Exemples d’observations

  • Incohérence manifeste entre la présentation de certaines activités qui ont été considérées comme alignées ou durables et les constats issus des travaux mis en œuvre dans le cadre de l’audit des comptes.
  • Double-comptage d’une activité.

 

Pour conclure

Pour le commissaire aux comptes, l’examen de la DPEF constitue une première étape, une sorte de « galop d’essai », compte tenu des enjeux du futur rapport de durabilité qui figurera aussi dans le rapport de gestion. Eu égard à la quantité d’information à fournir et à l’analyse de matérialité nécessaire pour établir ce document, les auditeurs n’ont pas d’autres choix que de se former à cette nouvelle réglementation.

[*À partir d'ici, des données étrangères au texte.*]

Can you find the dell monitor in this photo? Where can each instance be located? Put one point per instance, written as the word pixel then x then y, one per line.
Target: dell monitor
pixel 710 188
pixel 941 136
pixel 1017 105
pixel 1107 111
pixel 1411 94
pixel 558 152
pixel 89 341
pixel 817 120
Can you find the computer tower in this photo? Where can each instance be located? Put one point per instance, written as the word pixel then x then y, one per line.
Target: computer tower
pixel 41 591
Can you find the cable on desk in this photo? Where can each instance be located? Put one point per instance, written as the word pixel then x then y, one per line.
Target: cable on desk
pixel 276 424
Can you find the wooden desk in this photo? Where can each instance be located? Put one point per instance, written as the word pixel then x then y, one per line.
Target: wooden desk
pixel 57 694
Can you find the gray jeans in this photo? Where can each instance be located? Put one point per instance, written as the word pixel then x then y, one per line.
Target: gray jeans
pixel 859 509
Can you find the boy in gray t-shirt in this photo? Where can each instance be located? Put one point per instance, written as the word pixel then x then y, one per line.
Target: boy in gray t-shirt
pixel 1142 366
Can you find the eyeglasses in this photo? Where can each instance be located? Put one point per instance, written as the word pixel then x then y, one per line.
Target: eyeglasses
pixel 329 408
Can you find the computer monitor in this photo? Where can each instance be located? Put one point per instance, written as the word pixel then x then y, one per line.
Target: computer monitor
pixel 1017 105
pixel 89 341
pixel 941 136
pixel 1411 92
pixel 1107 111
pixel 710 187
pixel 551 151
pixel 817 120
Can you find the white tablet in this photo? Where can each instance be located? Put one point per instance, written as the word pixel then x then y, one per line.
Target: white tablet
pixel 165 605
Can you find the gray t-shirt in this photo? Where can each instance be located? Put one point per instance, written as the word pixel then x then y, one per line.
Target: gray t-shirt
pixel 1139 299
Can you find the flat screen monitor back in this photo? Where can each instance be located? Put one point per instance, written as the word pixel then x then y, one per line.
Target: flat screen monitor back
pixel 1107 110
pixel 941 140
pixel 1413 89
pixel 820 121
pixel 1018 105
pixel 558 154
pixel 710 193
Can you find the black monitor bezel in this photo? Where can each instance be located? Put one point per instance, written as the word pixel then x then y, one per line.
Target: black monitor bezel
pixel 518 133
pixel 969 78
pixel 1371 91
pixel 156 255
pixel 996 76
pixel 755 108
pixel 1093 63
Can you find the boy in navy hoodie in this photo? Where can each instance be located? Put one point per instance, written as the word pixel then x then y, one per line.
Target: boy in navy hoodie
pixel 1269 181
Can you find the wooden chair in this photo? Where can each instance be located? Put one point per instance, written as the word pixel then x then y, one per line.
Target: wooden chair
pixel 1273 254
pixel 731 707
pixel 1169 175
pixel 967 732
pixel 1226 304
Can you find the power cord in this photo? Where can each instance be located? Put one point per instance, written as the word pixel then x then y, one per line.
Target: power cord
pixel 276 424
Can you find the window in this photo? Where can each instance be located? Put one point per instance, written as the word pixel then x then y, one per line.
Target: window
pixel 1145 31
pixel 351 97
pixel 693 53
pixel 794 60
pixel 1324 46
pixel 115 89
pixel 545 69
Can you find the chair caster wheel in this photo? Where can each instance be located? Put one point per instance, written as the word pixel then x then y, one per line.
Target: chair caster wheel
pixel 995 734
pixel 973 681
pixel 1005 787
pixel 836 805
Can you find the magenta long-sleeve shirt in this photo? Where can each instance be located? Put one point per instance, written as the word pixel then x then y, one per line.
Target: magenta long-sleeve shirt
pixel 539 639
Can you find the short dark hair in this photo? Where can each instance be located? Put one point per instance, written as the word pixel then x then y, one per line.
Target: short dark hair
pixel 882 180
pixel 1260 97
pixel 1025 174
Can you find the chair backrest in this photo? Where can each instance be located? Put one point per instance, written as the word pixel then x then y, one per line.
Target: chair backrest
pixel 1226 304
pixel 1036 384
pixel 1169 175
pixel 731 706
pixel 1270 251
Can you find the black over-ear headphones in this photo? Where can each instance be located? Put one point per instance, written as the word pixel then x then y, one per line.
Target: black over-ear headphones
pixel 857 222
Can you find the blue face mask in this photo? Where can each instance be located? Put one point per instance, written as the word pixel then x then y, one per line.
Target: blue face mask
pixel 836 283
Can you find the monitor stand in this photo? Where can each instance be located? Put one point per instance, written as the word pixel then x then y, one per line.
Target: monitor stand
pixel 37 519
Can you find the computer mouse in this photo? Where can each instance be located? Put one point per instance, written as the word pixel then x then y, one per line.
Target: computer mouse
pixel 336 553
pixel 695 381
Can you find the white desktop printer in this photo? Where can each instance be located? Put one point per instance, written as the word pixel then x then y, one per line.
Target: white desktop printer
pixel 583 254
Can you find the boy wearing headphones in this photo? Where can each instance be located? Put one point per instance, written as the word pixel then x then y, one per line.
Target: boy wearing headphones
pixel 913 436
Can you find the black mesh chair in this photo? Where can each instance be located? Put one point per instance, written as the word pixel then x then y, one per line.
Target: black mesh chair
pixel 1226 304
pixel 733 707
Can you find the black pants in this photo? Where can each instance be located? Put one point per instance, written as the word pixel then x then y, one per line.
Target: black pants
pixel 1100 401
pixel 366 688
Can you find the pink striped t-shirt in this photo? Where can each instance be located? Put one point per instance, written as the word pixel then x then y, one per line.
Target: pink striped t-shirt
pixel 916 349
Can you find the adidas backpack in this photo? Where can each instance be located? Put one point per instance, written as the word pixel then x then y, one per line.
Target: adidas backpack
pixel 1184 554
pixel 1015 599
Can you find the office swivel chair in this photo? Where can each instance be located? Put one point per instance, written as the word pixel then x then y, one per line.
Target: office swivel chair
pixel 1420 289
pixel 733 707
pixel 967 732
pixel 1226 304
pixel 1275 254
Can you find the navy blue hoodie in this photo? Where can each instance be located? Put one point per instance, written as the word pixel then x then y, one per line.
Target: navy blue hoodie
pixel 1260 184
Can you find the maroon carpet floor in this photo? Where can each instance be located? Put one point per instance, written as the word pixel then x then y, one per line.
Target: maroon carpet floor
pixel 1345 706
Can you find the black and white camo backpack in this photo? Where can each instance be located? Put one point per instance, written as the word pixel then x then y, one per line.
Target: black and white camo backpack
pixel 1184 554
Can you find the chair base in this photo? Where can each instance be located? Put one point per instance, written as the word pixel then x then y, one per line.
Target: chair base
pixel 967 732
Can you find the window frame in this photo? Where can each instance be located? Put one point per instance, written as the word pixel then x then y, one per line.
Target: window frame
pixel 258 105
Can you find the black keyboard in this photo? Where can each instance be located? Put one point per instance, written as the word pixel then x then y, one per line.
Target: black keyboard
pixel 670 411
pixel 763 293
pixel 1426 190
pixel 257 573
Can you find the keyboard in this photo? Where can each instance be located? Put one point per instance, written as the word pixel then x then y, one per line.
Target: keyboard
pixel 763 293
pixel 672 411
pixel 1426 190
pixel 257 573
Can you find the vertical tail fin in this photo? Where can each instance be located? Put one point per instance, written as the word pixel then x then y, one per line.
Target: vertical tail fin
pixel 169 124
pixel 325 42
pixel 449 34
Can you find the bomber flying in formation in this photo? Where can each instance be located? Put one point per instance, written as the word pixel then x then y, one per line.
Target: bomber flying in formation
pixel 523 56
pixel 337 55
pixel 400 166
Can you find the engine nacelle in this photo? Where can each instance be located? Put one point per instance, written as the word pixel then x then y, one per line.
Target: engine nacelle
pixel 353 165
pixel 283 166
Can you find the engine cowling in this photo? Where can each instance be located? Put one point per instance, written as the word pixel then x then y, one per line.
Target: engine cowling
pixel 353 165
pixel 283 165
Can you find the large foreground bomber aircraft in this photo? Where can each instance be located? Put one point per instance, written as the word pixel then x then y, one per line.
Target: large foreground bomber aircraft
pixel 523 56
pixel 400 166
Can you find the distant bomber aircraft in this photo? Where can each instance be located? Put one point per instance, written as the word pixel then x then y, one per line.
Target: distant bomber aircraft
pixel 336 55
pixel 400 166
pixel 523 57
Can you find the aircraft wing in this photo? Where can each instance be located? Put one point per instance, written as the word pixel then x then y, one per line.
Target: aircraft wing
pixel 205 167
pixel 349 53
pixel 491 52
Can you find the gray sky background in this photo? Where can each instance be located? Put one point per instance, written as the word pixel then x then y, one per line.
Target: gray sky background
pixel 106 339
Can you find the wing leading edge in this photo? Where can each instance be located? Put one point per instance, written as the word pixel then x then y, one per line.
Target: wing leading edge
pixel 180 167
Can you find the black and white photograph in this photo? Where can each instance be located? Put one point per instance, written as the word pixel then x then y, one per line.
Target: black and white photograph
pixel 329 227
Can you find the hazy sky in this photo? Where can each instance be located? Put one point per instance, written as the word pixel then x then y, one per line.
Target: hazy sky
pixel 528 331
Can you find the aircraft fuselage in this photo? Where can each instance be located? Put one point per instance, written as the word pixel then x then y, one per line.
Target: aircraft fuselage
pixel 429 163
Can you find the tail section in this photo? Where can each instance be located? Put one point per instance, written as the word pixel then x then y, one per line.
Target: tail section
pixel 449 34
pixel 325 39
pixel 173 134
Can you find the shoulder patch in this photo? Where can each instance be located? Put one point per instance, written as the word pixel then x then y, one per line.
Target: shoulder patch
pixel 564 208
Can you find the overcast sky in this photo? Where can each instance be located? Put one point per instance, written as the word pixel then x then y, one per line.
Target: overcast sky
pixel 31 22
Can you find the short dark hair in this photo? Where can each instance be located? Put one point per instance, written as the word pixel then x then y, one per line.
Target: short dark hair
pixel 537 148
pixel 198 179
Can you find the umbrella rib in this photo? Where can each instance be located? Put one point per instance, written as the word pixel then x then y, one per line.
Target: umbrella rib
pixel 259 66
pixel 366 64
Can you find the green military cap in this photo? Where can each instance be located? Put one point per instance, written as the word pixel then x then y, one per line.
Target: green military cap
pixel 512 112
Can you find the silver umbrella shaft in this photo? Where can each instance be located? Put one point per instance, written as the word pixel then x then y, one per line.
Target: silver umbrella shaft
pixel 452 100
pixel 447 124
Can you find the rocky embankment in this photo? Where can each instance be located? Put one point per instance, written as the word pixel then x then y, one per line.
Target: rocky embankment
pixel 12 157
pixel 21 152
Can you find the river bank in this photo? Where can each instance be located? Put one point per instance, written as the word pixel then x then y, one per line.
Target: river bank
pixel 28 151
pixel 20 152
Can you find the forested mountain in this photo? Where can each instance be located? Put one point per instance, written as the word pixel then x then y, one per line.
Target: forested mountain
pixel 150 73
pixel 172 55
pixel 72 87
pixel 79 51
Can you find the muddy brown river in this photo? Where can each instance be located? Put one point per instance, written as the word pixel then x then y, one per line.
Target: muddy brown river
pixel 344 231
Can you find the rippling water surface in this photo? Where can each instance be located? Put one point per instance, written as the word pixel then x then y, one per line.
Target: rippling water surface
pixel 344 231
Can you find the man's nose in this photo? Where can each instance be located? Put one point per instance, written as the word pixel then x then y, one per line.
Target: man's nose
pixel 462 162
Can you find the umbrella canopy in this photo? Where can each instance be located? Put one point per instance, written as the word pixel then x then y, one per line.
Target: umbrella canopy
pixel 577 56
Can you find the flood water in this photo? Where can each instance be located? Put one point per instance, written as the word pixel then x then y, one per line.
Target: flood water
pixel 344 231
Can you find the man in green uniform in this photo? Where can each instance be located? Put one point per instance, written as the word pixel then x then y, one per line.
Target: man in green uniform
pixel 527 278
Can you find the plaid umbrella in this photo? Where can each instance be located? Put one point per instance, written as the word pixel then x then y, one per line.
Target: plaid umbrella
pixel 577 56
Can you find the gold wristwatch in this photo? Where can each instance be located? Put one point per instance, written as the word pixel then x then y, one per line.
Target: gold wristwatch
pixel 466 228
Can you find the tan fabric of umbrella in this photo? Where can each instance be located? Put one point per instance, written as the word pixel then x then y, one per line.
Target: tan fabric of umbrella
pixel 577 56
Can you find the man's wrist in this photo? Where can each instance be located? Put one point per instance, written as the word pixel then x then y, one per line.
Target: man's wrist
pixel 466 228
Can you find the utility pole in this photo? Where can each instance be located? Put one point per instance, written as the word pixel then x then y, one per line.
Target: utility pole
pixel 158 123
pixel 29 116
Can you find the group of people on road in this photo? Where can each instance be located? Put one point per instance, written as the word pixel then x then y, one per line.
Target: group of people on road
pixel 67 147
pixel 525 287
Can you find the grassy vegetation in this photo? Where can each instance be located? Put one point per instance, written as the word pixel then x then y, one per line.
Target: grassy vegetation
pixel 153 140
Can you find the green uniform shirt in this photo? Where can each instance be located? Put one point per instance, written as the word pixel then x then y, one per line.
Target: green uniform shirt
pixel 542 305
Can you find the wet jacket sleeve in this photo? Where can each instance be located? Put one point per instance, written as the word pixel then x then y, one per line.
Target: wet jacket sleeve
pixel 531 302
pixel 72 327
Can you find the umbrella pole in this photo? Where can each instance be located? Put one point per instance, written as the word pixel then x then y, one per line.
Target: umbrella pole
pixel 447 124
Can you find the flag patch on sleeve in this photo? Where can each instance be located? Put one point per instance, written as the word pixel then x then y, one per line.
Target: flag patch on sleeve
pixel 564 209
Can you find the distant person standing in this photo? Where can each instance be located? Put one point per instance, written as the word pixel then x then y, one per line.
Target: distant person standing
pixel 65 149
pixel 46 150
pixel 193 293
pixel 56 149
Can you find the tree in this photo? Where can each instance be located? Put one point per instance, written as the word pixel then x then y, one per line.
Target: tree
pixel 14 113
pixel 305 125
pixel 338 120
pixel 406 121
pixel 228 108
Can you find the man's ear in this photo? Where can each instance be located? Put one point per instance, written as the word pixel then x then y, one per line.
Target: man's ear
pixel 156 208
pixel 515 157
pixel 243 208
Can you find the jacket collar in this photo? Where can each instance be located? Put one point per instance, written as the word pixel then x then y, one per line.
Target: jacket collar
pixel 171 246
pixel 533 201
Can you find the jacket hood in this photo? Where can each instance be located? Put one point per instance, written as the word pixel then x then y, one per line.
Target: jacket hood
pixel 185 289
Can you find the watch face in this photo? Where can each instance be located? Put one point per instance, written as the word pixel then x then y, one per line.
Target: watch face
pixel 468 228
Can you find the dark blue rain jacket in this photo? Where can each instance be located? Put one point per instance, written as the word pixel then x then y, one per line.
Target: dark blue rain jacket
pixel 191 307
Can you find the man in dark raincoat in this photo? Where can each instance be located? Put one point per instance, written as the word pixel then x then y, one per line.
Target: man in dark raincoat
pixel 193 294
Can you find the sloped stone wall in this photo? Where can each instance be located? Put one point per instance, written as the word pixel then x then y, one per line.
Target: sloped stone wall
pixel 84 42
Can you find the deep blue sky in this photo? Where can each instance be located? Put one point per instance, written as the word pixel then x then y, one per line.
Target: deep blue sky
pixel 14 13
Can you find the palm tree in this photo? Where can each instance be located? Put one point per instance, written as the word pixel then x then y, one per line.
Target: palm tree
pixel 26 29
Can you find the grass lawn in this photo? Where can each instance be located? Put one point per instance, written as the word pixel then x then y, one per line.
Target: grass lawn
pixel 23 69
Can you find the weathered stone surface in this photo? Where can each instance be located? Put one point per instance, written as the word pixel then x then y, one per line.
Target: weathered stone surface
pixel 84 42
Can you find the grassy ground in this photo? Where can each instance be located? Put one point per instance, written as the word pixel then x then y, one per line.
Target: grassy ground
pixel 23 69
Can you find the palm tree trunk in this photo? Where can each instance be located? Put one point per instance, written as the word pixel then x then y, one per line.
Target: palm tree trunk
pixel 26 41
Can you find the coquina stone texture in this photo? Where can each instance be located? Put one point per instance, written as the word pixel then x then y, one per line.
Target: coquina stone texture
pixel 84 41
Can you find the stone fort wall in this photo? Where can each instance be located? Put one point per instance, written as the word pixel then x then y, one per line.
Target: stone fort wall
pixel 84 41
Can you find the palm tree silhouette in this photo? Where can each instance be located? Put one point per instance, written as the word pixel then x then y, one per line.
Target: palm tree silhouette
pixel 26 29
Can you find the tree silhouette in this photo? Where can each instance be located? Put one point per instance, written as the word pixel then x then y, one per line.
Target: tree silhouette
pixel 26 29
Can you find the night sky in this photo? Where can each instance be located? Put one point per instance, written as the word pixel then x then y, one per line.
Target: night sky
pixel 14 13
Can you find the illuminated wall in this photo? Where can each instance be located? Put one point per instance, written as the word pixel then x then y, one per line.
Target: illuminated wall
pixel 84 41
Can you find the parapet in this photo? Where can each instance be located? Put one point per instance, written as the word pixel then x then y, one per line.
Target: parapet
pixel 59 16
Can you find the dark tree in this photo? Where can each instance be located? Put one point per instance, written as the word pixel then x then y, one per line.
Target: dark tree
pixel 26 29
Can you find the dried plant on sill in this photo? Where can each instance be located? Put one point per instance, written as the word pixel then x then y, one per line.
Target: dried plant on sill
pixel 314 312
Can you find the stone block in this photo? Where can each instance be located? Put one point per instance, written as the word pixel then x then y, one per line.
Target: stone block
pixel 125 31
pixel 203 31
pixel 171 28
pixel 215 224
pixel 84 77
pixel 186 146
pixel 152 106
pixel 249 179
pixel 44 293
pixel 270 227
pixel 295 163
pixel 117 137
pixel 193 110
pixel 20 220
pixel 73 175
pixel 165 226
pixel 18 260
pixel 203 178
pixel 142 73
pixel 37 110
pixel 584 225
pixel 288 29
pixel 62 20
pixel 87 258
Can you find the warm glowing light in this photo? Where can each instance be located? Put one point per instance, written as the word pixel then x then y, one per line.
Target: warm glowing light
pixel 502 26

1 Ensemble de règlements fixant la classification des activités durables : règlement (UE) 2020/852 du 18 juin 2020 ; règlement délégué (UE) 2021/2139 du 4 juin 2021 ; règlement (UE) 2021/2178 du 6 juillet 2021 ; règlement délégué (UE) 2022/1214 du 9 mars 2022.

2 CNCC, diligences du commissaire aux comptes relatives aux nouvelles informations en matière de taxonomie « verte » devant être incluses dans les DPEF publiées à compter du 1er janvier 2023 en application du règlement (UE) 2020/852 – Décembre 2022.

3 Norme d’exercice professionnel 9510 « Diligences du commissaire aux comptes relatives au rapport de gestion, aux autres documents sur la situation financière et les comptes et aux informations relevant du rapport sur le gouvernement d’entreprise adressés aux membres de l’organe appelé à statuer sur les comptes ».